Allison

Allison

A loan of $15,000 helps a female-inspired support service scale to reach more entrepreneurial families.

Allison

Allison's story

My name is Allison. I moved to Northwest Arkansas in 2006 with my three young children to build a safer, more opportunistic life. Driven by a desire to provide for and be an example to them, I earned my undergraduate degree in Wellness (2009) and my Master’s in Recreation and Sports Management (2011) while working at their elementary school.

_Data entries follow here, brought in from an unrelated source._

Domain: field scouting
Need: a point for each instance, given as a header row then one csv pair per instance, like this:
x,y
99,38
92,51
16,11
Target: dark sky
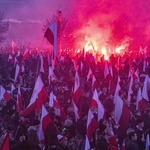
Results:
x,y
91,18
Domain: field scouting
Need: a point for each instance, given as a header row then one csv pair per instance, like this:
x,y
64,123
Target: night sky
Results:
x,y
84,15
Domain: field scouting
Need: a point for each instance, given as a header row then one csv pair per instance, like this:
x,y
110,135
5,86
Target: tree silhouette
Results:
x,y
4,25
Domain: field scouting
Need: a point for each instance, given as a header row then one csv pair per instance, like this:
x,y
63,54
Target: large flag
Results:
x,y
19,104
141,103
39,96
76,111
41,63
44,123
92,125
5,144
77,89
26,54
51,35
4,94
147,144
96,104
122,114
130,91
17,72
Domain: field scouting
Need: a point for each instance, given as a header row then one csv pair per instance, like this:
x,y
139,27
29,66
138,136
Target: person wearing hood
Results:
x,y
113,145
33,140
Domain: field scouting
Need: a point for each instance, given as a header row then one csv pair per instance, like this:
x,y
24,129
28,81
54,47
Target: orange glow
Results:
x,y
105,53
120,49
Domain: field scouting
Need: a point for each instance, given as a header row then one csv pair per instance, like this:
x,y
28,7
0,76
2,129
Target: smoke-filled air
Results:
x,y
91,23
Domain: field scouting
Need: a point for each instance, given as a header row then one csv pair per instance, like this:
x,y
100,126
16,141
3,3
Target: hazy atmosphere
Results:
x,y
27,18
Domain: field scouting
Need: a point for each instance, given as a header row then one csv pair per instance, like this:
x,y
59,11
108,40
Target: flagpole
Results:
x,y
59,21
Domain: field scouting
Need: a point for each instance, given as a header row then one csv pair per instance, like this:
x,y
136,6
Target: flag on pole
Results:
x,y
19,104
51,35
147,144
98,105
77,89
44,123
122,114
92,125
39,96
59,111
5,144
26,54
4,94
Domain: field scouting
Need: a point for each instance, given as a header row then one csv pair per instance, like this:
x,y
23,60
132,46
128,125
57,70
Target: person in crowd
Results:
x,y
131,144
101,138
33,140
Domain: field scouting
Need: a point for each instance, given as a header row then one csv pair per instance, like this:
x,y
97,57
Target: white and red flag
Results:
x,y
39,96
77,89
90,74
59,111
51,35
92,125
19,103
4,94
41,63
76,111
122,115
141,103
17,72
26,54
44,123
147,144
96,104
5,145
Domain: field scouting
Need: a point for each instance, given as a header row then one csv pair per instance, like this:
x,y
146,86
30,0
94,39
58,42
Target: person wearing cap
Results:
x,y
139,129
113,145
33,140
131,144
101,141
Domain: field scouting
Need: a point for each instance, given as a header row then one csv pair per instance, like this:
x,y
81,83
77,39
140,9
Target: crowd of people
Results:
x,y
70,134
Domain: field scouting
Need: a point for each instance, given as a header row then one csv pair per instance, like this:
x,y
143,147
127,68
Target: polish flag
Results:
x,y
106,71
19,103
90,74
136,75
130,89
87,144
92,125
12,87
76,111
5,144
51,35
118,88
147,144
10,59
122,115
77,90
94,82
26,54
51,75
59,111
41,63
145,89
141,103
4,94
98,105
44,123
17,72
39,96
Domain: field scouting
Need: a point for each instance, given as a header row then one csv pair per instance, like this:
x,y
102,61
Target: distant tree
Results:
x,y
4,25
64,29
119,33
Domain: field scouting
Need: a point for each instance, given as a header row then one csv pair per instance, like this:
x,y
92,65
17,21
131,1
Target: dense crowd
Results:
x,y
70,134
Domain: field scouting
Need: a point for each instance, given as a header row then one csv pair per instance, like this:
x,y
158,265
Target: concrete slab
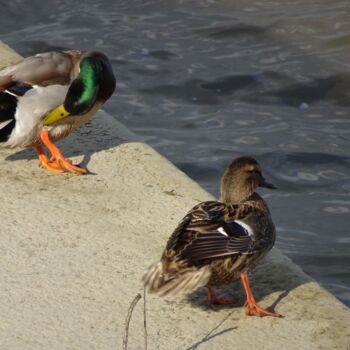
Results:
x,y
74,249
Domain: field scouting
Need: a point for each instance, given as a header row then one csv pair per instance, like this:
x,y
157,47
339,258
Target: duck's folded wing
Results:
x,y
43,69
222,239
205,233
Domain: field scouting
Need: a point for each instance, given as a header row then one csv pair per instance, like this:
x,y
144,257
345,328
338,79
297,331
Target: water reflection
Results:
x,y
206,81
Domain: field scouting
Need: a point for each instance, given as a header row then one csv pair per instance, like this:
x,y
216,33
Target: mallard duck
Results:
x,y
219,242
43,98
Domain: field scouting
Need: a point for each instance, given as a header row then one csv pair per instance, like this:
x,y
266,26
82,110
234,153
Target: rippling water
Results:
x,y
206,81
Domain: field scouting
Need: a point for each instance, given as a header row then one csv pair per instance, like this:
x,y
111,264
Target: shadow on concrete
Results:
x,y
210,334
271,277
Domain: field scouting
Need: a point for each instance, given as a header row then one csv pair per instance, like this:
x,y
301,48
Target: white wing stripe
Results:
x,y
246,227
6,122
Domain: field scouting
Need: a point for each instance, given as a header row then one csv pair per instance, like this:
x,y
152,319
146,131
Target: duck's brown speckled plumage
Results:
x,y
217,242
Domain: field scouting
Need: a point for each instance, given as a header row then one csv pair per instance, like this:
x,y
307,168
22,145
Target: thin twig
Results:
x,y
144,317
127,322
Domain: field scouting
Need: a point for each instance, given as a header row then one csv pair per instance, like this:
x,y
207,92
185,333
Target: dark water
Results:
x,y
206,81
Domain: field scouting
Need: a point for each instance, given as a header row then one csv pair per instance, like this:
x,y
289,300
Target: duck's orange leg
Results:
x,y
46,163
251,307
219,299
57,160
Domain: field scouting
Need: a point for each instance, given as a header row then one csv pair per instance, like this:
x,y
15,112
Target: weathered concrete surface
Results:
x,y
74,248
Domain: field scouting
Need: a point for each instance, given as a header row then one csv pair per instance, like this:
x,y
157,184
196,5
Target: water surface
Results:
x,y
206,81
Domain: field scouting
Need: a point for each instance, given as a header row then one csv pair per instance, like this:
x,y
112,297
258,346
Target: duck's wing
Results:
x,y
210,230
42,69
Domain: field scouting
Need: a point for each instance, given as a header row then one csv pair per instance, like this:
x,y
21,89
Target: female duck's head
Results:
x,y
241,179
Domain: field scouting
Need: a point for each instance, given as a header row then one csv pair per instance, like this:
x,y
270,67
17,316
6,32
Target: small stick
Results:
x,y
127,322
144,317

I grew up in rural America in an environment pulsing with dysfunction and poverty. Overcoming that has been my greatest professional and personal challenge which I chose to meet with formal education, trauma therapy and continued personal study into a breadth of topics that support family wellness. This life path has transformed me into an empathetic and resilient person. A lifelong learner intent to break generational cycles and create better for my children. Unfortunately, rewiring a brain wired for survival into a brain wired for success only just starts with the choice to do so. Accomplishing it takes years of persistence in the face of great obstacles and courage in the face of great judgement. Resilience, I’ve learned, doesn't look the way it sounds. It sounds honorable but resilience is messy. Resilience looks and feels like someone who doesn’t know how to fit in and gets rejected but keeps showing up anyway. Resilience is the choice to keep going when quitting is a much easier choice. And then to do it again and again and again.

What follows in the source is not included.